Quasi quasi mi faccio una canna. Vado a comprarla in centro, i punti vendita sono tanti, c’è il libero mercato. Speriamo però che non mi capiti un venditore (come si dice, con quel termine tanto di moda… ah, sì: pusher) che abbia troppo allungato l’erba o l’hashish con altra roba, ma tant’e’, l’effetto me lo fara’ lo stesso: un po’ di rilassamento. Certo e’ a rischio, ma che devo fare? Potrei infilarmi in un vinaio e bermi vino a sfare, o in un bar e farmi dare cicchetti di superalcolici a iosa… no, poi lo stomaco mi dice che non va bene, e i postumi, no, non li reggo.
Ecco, sono arrivato.
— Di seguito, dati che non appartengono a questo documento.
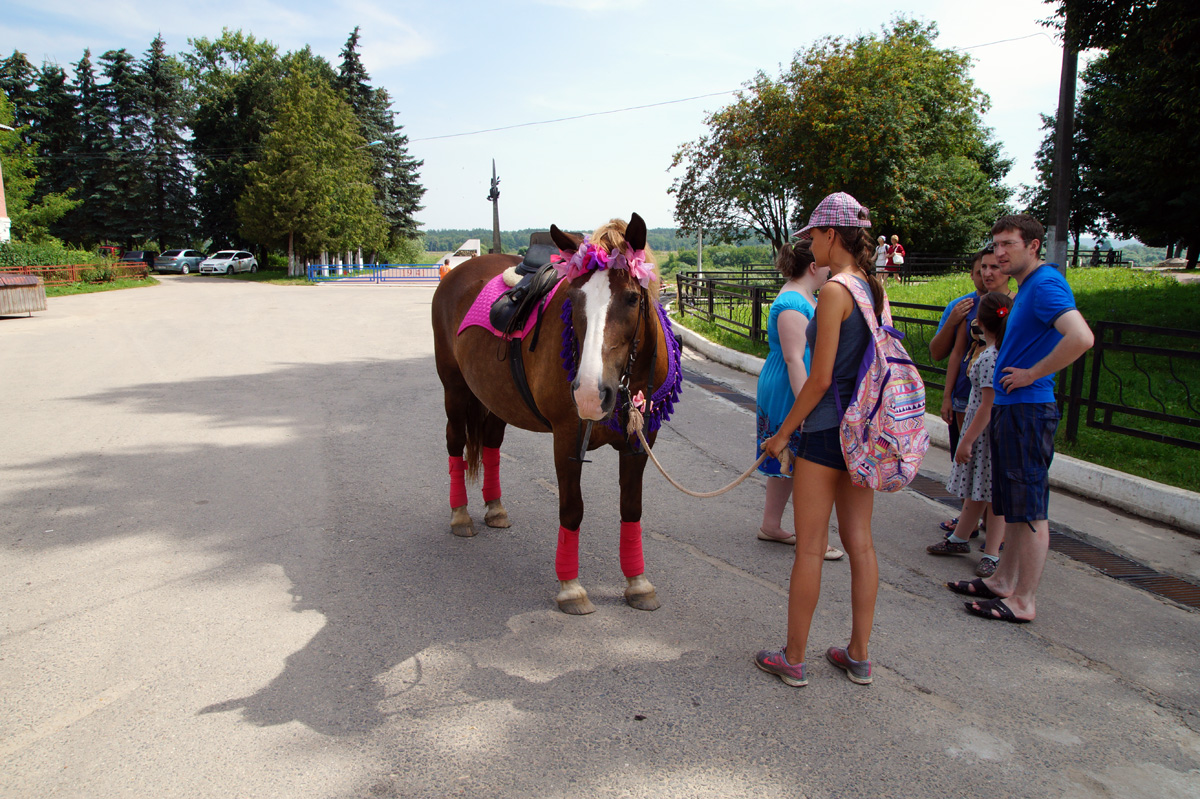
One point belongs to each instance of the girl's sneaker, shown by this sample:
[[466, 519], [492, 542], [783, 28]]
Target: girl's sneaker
[[858, 671], [774, 662]]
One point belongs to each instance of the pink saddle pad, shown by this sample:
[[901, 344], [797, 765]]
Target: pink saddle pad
[[481, 307]]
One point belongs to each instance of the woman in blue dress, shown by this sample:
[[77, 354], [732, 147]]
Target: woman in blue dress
[[784, 373]]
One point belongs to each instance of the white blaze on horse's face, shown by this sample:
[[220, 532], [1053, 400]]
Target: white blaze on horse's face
[[592, 398]]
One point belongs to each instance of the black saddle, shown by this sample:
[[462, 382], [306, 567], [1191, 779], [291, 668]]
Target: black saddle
[[511, 310]]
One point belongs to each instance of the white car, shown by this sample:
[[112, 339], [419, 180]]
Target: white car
[[227, 262]]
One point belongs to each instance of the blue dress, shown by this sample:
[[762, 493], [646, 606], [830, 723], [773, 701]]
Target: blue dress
[[775, 395]]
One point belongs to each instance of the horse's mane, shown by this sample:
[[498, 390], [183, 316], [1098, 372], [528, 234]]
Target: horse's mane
[[611, 235]]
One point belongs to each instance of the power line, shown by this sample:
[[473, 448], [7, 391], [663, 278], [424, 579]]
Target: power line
[[568, 119]]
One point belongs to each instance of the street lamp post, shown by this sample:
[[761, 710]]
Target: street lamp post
[[5, 222]]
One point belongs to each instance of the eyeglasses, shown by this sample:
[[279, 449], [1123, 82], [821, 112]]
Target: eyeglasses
[[1008, 244]]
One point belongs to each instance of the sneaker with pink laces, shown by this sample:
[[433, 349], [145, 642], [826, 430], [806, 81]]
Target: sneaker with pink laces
[[774, 662], [858, 671]]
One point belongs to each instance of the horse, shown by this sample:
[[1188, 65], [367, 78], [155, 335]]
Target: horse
[[616, 350]]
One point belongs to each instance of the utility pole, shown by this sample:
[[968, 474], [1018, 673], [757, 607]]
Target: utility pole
[[495, 198], [1063, 161], [5, 222]]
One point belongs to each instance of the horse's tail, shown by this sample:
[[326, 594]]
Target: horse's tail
[[477, 415]]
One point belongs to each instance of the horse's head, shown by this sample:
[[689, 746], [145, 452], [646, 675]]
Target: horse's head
[[610, 307]]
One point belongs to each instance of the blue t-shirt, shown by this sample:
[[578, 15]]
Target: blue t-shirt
[[1030, 334]]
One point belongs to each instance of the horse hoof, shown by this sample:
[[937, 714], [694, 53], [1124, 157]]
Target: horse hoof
[[461, 523], [640, 594], [496, 515], [573, 599]]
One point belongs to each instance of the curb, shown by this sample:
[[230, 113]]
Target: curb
[[1153, 500]]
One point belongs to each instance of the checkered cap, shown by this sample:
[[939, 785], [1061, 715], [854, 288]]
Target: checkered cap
[[837, 210]]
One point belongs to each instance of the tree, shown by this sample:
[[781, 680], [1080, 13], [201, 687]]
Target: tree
[[1086, 215], [891, 119], [394, 173], [234, 77], [31, 217], [166, 109], [311, 188], [1140, 114]]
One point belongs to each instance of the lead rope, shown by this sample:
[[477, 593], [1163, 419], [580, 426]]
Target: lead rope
[[635, 422]]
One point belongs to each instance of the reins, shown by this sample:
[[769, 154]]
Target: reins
[[635, 420]]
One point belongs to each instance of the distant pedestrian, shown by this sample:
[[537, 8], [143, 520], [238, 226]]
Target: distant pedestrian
[[783, 376], [971, 475], [839, 335], [1043, 335], [895, 257], [881, 254]]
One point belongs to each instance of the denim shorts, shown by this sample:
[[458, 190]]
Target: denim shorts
[[1021, 450], [823, 448]]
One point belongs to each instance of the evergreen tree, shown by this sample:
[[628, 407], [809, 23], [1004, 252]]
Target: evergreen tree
[[394, 173], [17, 76], [168, 211], [310, 190], [90, 158], [126, 191], [55, 130], [234, 77]]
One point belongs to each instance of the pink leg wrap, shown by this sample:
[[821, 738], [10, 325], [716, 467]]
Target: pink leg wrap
[[457, 482], [631, 563], [491, 457], [567, 559]]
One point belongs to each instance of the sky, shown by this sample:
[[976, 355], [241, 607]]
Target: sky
[[510, 67]]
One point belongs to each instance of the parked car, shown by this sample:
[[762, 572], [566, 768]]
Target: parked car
[[227, 262], [179, 260], [143, 256]]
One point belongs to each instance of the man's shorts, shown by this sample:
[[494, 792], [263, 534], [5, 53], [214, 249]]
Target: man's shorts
[[1021, 450], [823, 448]]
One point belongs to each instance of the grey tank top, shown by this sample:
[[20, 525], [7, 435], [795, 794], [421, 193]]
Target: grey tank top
[[852, 342]]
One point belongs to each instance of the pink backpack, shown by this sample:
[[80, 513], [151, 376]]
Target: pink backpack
[[883, 431]]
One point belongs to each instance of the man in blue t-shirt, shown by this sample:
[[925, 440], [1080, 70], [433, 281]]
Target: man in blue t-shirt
[[1043, 334]]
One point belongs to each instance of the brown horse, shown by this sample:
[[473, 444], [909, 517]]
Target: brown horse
[[618, 346]]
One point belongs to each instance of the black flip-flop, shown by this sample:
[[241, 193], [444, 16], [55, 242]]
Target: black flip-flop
[[984, 611], [975, 588]]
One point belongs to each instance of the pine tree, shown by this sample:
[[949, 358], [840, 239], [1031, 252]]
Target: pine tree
[[394, 173], [234, 78], [55, 130], [127, 191], [17, 76], [90, 158], [166, 107]]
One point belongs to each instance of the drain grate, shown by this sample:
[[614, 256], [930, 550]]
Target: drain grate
[[1111, 564]]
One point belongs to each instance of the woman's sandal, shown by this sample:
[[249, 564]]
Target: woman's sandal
[[975, 588]]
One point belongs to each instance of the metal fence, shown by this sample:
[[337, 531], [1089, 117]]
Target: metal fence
[[1137, 380], [67, 274], [376, 274]]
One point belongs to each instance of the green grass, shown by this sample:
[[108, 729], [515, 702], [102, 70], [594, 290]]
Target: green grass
[[91, 288], [1147, 382]]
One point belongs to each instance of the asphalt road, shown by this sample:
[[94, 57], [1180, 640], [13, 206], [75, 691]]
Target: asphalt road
[[226, 570]]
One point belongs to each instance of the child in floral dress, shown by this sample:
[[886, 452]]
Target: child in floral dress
[[971, 475]]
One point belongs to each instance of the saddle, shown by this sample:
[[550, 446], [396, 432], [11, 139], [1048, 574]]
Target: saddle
[[537, 276]]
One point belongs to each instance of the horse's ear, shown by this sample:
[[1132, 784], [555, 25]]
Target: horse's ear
[[635, 233], [565, 241]]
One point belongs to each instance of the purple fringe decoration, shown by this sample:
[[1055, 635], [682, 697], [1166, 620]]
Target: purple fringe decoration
[[664, 397]]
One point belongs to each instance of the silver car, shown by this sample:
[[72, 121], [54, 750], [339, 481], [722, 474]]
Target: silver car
[[179, 260], [227, 262]]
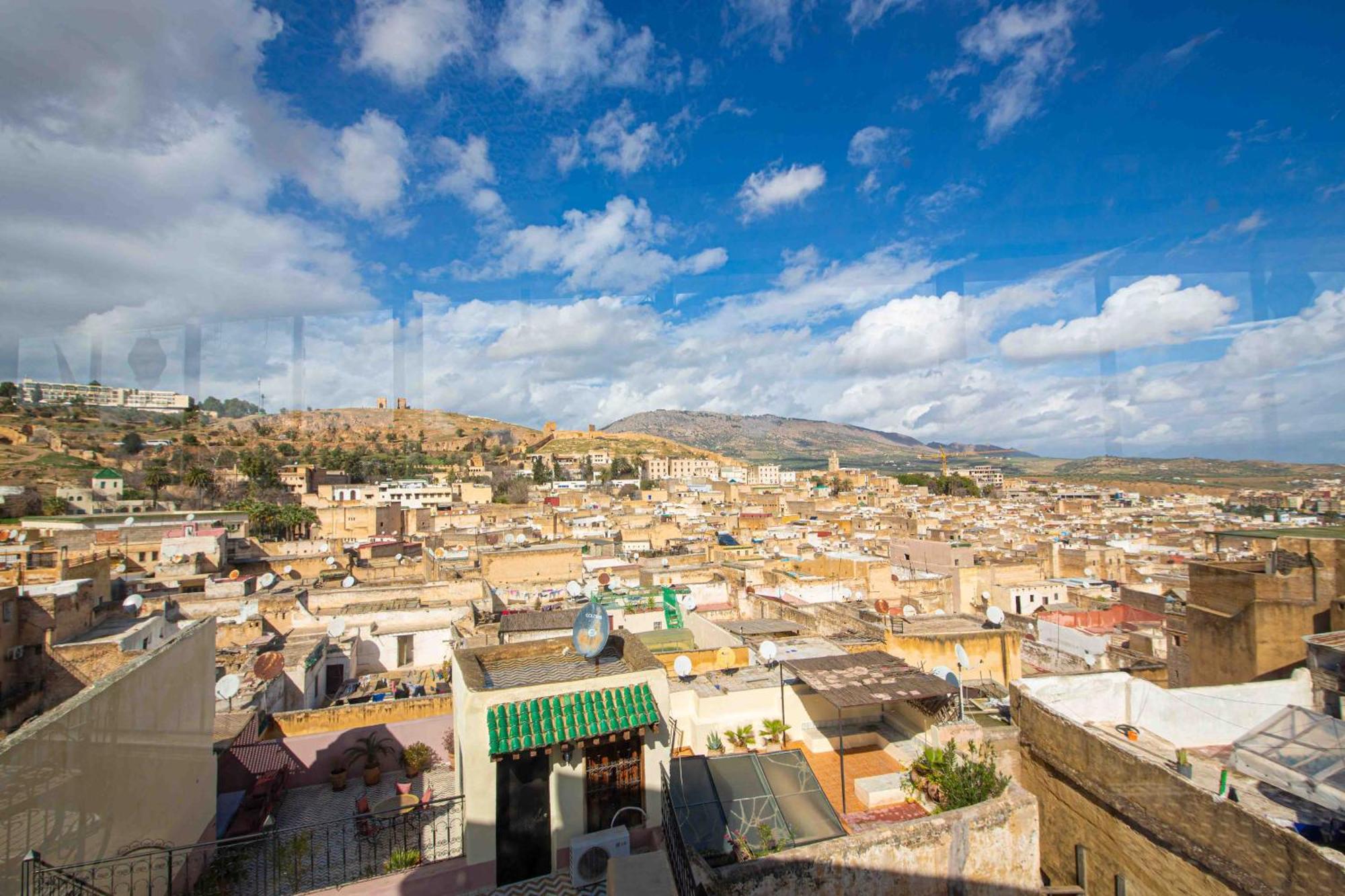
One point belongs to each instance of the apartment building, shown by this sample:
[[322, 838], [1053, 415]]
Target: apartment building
[[61, 393]]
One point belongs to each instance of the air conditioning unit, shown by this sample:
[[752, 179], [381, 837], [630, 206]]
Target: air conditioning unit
[[591, 853]]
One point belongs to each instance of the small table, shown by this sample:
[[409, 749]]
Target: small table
[[396, 805]]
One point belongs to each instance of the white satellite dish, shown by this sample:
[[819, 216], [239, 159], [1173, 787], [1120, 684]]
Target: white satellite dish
[[228, 686]]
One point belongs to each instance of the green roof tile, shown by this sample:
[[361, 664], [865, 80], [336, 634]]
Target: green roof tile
[[532, 724]]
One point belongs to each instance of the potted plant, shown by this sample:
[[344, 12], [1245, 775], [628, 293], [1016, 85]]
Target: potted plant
[[338, 776], [371, 748], [742, 736], [418, 758]]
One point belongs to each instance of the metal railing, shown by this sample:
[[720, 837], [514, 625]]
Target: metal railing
[[680, 860], [274, 862]]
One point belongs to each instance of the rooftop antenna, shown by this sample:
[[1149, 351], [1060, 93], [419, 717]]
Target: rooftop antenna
[[228, 688]]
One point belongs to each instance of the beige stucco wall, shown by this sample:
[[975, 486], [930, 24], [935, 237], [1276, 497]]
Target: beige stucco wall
[[478, 774], [120, 763]]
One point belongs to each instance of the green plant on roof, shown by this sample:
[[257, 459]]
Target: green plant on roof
[[774, 731], [742, 736]]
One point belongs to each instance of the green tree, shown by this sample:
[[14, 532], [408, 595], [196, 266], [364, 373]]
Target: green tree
[[157, 477]]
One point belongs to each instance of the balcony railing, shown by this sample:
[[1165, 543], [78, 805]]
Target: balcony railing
[[275, 862]]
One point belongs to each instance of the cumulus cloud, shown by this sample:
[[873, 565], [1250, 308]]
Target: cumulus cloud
[[1032, 46], [559, 46], [773, 189], [470, 175], [1153, 311], [609, 249], [410, 41]]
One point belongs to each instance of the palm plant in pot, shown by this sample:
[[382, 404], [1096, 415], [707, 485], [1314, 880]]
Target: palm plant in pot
[[371, 748]]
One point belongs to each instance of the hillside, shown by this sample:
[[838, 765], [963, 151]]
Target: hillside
[[771, 438]]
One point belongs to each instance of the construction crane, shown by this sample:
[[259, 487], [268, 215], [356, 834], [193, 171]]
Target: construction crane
[[945, 455]]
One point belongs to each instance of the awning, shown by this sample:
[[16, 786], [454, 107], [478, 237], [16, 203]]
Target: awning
[[537, 724]]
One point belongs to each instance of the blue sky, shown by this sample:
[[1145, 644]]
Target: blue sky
[[1071, 227]]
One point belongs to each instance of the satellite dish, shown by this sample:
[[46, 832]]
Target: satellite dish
[[591, 630], [270, 665], [228, 686]]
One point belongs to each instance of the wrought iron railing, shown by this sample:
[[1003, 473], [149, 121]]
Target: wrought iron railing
[[275, 862], [680, 860]]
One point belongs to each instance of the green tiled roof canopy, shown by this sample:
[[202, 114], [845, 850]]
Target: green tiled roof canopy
[[533, 724]]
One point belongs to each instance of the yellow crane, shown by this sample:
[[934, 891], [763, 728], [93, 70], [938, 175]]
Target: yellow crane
[[945, 455]]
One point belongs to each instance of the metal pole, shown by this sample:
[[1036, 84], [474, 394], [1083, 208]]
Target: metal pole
[[841, 723]]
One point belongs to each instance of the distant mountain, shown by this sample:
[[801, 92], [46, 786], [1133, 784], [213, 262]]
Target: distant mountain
[[771, 438]]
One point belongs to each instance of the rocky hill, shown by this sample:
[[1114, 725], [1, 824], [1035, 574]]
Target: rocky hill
[[771, 438]]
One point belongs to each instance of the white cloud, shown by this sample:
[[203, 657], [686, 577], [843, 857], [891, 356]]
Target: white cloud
[[867, 14], [470, 175], [560, 46], [773, 189], [610, 249], [623, 146], [1153, 311], [1032, 46], [408, 41], [767, 22], [372, 167]]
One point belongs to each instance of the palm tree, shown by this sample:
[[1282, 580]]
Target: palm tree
[[157, 477], [201, 479]]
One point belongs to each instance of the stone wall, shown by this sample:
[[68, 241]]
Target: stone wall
[[989, 848], [1144, 821]]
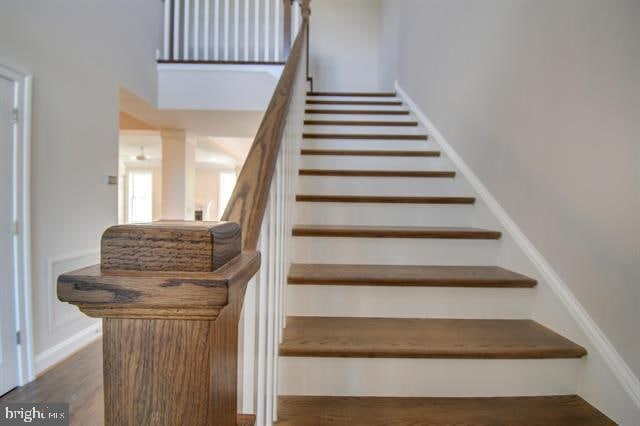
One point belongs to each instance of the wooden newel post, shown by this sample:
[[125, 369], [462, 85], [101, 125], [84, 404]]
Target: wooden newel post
[[170, 295]]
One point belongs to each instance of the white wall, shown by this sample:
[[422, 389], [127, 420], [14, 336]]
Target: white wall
[[79, 53], [343, 45], [236, 87], [542, 99]]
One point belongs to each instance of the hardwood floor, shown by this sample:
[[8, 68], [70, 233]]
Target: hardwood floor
[[77, 380]]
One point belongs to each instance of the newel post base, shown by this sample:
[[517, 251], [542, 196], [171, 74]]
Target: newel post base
[[170, 295]]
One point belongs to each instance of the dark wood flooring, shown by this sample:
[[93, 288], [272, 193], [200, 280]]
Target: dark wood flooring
[[78, 381]]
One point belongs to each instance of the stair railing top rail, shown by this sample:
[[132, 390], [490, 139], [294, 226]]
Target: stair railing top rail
[[249, 199]]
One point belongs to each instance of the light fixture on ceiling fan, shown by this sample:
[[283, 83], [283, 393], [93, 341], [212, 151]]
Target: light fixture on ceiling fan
[[141, 156]]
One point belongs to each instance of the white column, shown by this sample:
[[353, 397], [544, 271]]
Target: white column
[[178, 175]]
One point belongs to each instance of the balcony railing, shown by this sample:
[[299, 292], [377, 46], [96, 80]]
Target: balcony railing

C’è la scelta e, casomai, basta cambiare angolo e piazza. Mi fermo, mi guardo in giro, ed ecco che subito un venditore mi si avvicina e mi chiede cosa gradisco. Ha di tutto, non solo canne: cocaina, acidi, crack, amfetamine e dei nomi che non avevo mai sentito prima, ma che il pusher mi garantisce che fanno effetti indimenticabili. Sono tentato. Ma no, Voglio solo rilassarmi, non eccitarmi, evadere, sognare, e via dicendo con tutti i possibili e immaginabili effetti del cervello quando viene stimolato in diversi modi. Ecco la mia canna, hashish. Il pusher mi ha garantito che è marocchina, quindi in teoria -per quanto ne sappia- la migliore del mercato mondiale. Pero’, ora che ci penso, c’e’ quel mio conoscente che si coltiva l’erba da solo, in un armadio illuminato dentro casa sua, avrei potuto chiedergliela e probabilmente non mi avrebbe chiesto nulla in cambio, e forse mi avrebbe dato solo erba senza altre schifezze dentro. Ma sara’ la prossima volta. Intanto mi faccio questa canna marocchina, sperando che sia solo hashish e non troppo concentrato e troppo potente, che’ l’ultima volta m’e’ venuto un qualche dubbio.
Ah, che canna. Super! Ora si’ che sono rilassato. Meno male, m’e’ andata bene. Fammi bene ricordare la faccia di quel pusher, cosi’ la prossima volta cerco lui e non rischio niente. Certo, c’e’ sempre il rischio che qualcuno mi cucchi mentre compro. Ma dai, e’ minimo. Ci sono tanti venditori e tanti compratori. Vuoi che capiti proprio a me?